Launch of Shuvashree Ghosh’s debut novel Across Borders
The launch of her debut novel Across Borders, equally, was the launch of her “most cherished dream”, said Shuvashree Ghosh, while introducing the tale of her roots to Chennai audiences at a recent Madras Book Club gathering.
Ghosh had taken a big step to achieve this dream — namely, a break from a professional career that spanned 19 years and included managerial roles in companies such as Jet Airways and ITC Sheraton Hotels. It had then taken her 15 months to write Across Borders.
The novel begins in a small Assam town in pre-Independence India and follows the story of Maya, whose life criss-crosses between political and geographical borders, and such dangers as the terrible 1964 Dacca riots.
Book launches are increasingly an integral part of the Chennai cultural landscape, and offer stimulating opportunities for authors and readers to connect. For her launch, Ghosh opened out the discussion to the larger issues of her book, for which she picked two panellists — the first being Lt. Gen.(retd.)V.R. Raghavan, the chief guest of the evening.
After complimenting Ghosh on “crossing a border herself into becoming a published author”, the retired general scrutinised the term “borders”. He talked eruditely of the different kinds of borders that India shares with her neighbours, whether the controlled border with Pakistan or the open border with Nepal. He discussed the migration of humans across borders and the genesis of India’s involvement in the Bangladesh war of liberation.
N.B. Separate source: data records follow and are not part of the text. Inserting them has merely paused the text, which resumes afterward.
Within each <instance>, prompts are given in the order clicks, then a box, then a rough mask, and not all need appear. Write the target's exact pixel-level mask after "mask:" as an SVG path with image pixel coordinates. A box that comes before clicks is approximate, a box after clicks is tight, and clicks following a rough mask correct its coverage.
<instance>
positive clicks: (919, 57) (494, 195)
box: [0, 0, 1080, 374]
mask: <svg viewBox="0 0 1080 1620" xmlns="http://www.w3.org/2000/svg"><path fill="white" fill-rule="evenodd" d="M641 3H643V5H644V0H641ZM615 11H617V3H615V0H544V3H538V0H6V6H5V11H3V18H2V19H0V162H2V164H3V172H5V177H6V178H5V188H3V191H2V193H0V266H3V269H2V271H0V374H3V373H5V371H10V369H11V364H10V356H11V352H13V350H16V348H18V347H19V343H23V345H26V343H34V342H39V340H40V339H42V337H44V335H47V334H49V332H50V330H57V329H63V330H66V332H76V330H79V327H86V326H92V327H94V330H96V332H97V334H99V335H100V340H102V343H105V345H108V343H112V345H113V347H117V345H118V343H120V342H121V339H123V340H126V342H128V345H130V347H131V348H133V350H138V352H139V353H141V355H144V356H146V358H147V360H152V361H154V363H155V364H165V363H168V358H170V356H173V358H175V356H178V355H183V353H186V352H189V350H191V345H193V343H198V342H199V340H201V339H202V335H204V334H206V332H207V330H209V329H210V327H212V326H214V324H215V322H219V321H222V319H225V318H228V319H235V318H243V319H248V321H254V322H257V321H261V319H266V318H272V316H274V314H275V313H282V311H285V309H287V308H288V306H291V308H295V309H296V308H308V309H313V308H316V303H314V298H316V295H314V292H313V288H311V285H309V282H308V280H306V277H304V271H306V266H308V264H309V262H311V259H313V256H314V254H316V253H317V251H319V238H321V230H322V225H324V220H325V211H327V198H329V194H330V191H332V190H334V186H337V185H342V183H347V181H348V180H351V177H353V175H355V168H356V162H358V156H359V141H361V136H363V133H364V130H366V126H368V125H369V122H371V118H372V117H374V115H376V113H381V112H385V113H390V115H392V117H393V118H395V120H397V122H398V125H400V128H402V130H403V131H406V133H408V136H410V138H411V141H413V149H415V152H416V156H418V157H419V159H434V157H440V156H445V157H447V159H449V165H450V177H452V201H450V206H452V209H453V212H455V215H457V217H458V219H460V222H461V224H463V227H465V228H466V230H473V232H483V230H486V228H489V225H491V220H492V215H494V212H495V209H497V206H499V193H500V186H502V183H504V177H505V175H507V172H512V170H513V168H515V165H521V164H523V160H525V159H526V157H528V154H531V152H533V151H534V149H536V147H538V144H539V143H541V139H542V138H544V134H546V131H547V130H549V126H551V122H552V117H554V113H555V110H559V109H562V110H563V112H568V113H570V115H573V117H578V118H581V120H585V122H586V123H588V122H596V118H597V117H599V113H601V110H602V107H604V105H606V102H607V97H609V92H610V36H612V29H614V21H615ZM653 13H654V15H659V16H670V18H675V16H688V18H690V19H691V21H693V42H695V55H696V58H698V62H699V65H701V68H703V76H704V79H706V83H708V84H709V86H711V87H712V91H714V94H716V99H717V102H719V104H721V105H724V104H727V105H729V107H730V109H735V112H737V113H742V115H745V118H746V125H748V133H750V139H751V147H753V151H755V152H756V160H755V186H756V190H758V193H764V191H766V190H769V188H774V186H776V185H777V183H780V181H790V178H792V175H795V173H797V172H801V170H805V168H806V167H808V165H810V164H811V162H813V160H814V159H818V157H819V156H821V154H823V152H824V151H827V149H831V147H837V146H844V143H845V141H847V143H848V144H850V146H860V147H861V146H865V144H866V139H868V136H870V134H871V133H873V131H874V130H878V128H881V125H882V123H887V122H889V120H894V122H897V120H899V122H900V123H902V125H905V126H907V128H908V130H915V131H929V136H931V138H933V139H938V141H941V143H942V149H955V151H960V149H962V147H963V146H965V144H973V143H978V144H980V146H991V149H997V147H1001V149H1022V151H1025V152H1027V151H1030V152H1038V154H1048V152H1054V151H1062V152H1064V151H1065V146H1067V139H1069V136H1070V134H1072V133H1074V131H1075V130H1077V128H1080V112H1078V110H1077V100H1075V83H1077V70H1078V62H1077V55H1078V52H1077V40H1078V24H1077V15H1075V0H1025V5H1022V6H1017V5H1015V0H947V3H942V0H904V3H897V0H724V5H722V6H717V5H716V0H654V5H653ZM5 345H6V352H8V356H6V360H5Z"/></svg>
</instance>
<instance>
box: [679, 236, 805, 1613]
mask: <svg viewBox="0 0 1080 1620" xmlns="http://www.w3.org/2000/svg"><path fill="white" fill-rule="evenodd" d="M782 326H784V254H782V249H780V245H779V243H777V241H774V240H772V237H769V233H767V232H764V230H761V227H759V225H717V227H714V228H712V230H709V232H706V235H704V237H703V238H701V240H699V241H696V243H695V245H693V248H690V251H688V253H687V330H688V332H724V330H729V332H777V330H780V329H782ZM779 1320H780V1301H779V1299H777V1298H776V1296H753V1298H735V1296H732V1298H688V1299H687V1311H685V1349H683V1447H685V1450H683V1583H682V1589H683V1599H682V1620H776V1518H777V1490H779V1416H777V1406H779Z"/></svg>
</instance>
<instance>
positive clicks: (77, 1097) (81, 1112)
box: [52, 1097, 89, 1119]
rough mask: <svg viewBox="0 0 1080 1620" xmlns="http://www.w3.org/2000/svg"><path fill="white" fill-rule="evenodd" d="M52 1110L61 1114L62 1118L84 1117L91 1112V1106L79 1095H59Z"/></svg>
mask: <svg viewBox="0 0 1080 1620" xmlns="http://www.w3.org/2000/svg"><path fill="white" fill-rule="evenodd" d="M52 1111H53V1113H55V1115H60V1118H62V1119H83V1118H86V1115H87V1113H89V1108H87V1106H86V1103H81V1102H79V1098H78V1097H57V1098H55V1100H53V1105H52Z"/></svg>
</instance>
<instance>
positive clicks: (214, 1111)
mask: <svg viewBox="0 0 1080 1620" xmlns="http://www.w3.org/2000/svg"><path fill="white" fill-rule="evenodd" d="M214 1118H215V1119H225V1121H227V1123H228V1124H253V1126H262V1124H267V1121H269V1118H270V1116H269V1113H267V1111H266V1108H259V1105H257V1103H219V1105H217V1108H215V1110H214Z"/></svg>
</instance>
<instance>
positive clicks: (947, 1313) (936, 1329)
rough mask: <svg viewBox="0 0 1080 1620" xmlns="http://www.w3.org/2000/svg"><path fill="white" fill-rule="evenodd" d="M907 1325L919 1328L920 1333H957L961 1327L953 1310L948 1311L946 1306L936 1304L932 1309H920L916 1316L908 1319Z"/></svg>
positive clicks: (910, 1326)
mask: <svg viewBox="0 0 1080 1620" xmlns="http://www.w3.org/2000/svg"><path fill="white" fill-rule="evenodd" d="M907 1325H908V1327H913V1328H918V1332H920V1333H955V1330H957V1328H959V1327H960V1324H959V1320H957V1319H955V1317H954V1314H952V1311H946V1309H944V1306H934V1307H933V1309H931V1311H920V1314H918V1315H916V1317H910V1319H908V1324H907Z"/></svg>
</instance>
The empowerment of women was one of the factors that Ghosh wished to highlight in her novel — and this was a subject discussed by senior journalist Sushila Ravindranath who received the first copy of the book. Empowerment, suggested Ravindranath, was essentially the creation of an environment where women could choose to lead the life they wanted — and remains an issue that has continued relevance.
To give audiences a flavour of the novel’s tone and content, Kaveri Lalchand read out two excerpts; first, from the early part of the book, when Maya’s father takes a second wife, an act that dramatically changes the protagonist’s life; next, a selection from the middle, dealing with the riots.
There was then time only for a couple of audience questions, the first of which was a query about the process of selecting the characters’ names. Ghosh replied that the issues she wanted to discuss were at the forefront of the writing, names didn’t matter as much. However, as “all of my characters are from real life,” she did try and pick fictional monikers that in some way matched the real names.
The other question dealt with her motivation in writing the book; Ghosh described how she specifically wanted to use a past historical situation to talk about issues from a woman’s perspective.
Finally, B.S. Raghavan, former Chief Secretary of Tripura, summed up the issues raised over the course of the evening, including the larger socio-political construct in which the book is set.
Ghosh — who has already launched the book in Kolkata — shared that she found the Chennai audience very receptive. As for future plans, “I would like to return to a regular job but I have two more books in mind” — including a sequel to Across Borders.